Spousal Social Security Rules 
For many working couples, both partners will be eligible to collect individual benefits. However, that does not preclude either person from collecting under the other person's account. When you apply for benefits, both accounts will be checked to determine which claim will result in a higher benefit amount.
If your own benefit is larger, you will automatically receive that amount. If your spousal benefit is larger, you will receive a combination of benefits that total that amount.
While you can apply for spousal benefits as early as age 62, your benefit will be permanently reduced from what you would receive at your full or "normal" retirement age. Full retirement age, for Social Security purposes, is between 66 and 67, depending on your year of birth.
One exception: If you are caring for your spouse's child who is under age 16 or who receives Social Security disability benefits, you can collect spousal benefits at any age without a reduction.

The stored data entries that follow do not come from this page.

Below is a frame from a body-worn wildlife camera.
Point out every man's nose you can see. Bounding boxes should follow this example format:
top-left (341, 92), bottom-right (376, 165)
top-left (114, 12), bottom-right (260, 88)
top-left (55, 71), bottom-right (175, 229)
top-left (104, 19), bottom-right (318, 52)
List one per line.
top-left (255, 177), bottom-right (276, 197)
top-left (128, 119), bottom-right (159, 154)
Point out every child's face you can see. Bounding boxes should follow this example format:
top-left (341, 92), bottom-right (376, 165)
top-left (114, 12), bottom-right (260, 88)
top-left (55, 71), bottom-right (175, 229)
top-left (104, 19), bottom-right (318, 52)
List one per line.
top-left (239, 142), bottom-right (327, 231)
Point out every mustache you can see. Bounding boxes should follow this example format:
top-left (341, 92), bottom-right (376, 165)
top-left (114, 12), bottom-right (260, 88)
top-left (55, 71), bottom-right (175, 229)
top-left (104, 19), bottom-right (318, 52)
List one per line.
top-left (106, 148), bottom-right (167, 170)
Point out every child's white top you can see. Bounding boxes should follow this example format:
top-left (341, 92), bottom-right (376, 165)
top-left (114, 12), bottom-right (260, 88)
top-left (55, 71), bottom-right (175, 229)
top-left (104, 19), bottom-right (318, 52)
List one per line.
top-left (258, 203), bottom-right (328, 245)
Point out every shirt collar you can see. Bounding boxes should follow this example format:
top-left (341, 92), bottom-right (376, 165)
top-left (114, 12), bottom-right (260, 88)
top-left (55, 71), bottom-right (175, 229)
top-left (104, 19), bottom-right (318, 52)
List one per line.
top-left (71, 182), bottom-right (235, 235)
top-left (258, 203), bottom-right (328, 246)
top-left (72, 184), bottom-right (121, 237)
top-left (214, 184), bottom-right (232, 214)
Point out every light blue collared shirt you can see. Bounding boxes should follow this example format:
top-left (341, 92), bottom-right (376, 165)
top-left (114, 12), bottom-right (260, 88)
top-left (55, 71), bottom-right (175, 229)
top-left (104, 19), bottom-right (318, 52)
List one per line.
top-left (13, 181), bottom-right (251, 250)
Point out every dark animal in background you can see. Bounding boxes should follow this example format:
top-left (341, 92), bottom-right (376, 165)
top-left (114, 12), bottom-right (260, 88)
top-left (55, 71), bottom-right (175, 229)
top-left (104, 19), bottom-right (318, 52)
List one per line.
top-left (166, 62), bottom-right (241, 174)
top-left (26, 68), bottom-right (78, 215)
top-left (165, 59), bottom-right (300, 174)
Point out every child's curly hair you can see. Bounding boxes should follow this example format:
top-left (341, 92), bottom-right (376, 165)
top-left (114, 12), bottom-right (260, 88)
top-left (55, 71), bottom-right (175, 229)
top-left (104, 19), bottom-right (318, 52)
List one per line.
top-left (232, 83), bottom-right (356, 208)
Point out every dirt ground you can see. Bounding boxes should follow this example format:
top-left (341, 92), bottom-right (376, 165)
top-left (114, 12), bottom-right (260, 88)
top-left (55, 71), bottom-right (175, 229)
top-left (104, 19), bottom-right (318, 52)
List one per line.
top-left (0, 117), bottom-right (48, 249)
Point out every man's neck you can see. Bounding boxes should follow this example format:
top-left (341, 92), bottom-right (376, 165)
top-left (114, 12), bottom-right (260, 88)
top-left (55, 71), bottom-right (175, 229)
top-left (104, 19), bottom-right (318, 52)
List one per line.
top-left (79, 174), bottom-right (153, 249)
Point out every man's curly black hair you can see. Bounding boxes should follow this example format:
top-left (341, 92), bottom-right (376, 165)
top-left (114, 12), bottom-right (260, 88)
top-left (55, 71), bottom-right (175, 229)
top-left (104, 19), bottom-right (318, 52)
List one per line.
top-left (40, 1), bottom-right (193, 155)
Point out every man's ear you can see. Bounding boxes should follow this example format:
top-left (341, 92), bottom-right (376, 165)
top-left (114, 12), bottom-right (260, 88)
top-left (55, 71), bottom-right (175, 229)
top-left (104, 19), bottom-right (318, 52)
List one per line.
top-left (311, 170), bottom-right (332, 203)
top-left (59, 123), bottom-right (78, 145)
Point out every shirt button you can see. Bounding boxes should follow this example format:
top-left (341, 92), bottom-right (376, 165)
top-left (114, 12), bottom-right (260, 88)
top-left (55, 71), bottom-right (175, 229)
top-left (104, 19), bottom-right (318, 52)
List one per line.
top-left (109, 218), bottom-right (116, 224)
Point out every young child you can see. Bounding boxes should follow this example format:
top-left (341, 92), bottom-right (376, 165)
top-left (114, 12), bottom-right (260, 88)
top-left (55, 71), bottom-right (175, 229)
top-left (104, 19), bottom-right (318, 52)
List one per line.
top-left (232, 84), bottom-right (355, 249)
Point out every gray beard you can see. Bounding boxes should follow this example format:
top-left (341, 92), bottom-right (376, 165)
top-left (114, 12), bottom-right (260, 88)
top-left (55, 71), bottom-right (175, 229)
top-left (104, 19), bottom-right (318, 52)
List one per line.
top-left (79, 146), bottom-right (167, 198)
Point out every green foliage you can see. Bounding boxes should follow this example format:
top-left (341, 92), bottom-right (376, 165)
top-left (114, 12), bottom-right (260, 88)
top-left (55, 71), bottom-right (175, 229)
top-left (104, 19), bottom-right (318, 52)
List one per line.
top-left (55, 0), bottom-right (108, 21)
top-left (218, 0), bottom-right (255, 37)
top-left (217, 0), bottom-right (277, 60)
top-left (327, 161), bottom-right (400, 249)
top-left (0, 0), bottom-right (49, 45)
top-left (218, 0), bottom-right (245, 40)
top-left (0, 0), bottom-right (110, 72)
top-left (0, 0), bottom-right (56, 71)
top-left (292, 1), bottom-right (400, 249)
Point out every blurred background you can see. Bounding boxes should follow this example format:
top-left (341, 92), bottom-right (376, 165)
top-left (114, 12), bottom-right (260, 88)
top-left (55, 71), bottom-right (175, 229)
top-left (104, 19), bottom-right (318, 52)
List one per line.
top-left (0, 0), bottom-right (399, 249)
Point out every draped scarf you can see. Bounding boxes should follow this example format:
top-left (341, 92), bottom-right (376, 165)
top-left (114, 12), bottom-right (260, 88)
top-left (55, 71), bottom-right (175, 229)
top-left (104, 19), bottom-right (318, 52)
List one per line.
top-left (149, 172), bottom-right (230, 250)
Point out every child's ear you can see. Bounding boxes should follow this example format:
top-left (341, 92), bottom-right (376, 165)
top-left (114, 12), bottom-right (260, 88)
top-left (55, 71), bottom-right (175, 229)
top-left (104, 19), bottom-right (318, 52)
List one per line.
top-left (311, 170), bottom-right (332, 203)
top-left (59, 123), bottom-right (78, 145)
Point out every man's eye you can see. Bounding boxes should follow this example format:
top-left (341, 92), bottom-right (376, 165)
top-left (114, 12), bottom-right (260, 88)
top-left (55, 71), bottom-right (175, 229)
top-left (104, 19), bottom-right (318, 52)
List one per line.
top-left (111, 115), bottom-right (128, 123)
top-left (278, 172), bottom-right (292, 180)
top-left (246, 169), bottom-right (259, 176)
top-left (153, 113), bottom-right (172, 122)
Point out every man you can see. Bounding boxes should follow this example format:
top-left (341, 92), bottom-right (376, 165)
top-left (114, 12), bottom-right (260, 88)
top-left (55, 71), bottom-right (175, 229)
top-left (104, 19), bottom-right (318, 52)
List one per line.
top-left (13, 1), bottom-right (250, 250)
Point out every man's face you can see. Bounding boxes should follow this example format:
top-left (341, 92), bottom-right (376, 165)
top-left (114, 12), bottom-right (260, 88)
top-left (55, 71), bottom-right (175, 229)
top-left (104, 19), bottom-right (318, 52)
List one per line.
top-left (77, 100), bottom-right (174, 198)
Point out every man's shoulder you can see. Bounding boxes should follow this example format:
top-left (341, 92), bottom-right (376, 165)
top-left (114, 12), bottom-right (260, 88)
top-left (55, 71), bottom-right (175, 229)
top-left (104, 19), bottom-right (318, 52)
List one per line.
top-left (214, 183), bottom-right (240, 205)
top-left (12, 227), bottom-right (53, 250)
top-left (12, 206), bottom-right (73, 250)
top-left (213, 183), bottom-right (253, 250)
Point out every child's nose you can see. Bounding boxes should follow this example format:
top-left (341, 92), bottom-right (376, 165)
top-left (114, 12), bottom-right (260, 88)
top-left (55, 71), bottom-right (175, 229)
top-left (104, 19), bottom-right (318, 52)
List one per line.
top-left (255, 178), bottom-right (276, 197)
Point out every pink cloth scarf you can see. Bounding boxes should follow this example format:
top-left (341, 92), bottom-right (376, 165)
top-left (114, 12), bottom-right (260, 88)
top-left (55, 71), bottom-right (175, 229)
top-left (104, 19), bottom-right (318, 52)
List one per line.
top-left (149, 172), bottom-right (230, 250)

In addition, if you decide to claim before full retirement age, your benefit amount may be reduced if you continue working, depending on how much you earn. Eligibility for government, foreign, or public service pensions may also affect your payments.
If you wait until full retirement age to claim benefits, you'll receive the maximum amount you can collect as a spouse. That is equal to 50% of your spouse's benefit amount.
The benefits claiming strategy known as "file and suspend" has been totally eliminated.
Changes to Social Security Law
Some changes to the law in recent years have affected how you can collect spousal benefits. If you were born on or before Jan. 1, 1954, you may still be eligible to use a benefits-claiming strategy known as a "restricted application" to increase your benefits.
Younger recipients won't be able to use this strategy, which was ended by the Bipartisan Budget Act of 2015.
How the Restricted Application Strategy Works for Eligible Spouses
If you reach full retirement age and are eligible for your own benefits as well as spousal benefits, you may choose to collect benefits under your spouse's account now and defer your own benefits until later. To file a restricted application, both you and your spouse must be of full retirement age, and you both must have filed for Social Security benefits.
Filing a restricted application can result in a higher benefit amount when you later file for Social Security under your own account. The reason is you will have accrued delayed retirement credits for each year you deferred retirement, up to age 70, when benefits max out.
Each year of delayed retirement is worth an additional 8% in benefits for those born between 1943 and 1954. So, for example, a person born in 1952 who retires in 2021 at age 69 will receive an additional 24% over and above what they would have received had they started collecting in 2018 at their full retirement age. However, only one person per couple may collect spousal benefits while earning delayed retirement credits on his or her own account.
And, to repeat, this option is no longer available to anyone who wasn't born on or before Jan. 1, 1954.
'File and Suspend' Has Been Totally Eliminated
You may also hear or read about another Social Security claiming strategy known as file and suspend. Unfortunately, it is no longer applicable, also due to the Bipartisan Budget Act of 2015. Using this strategy, the higher-earning spouse could file for Social Security at full retirement age (thus making it possible for their spouse to get spousal benefits), but then "suspend" his or her claim and not take benefits until later, while racking up delayed retirement credits in the meantime.
Applying for Spousal Benefits
You can apply for spousal benefits online at the Social Security Administration (SSA) website, over the phone, or by making an appointment at your local Social Security office. The SSA website also has links to information about the maximum amount you can earn while collecting benefits and an online calculator to help estimate your potential spousal benefit.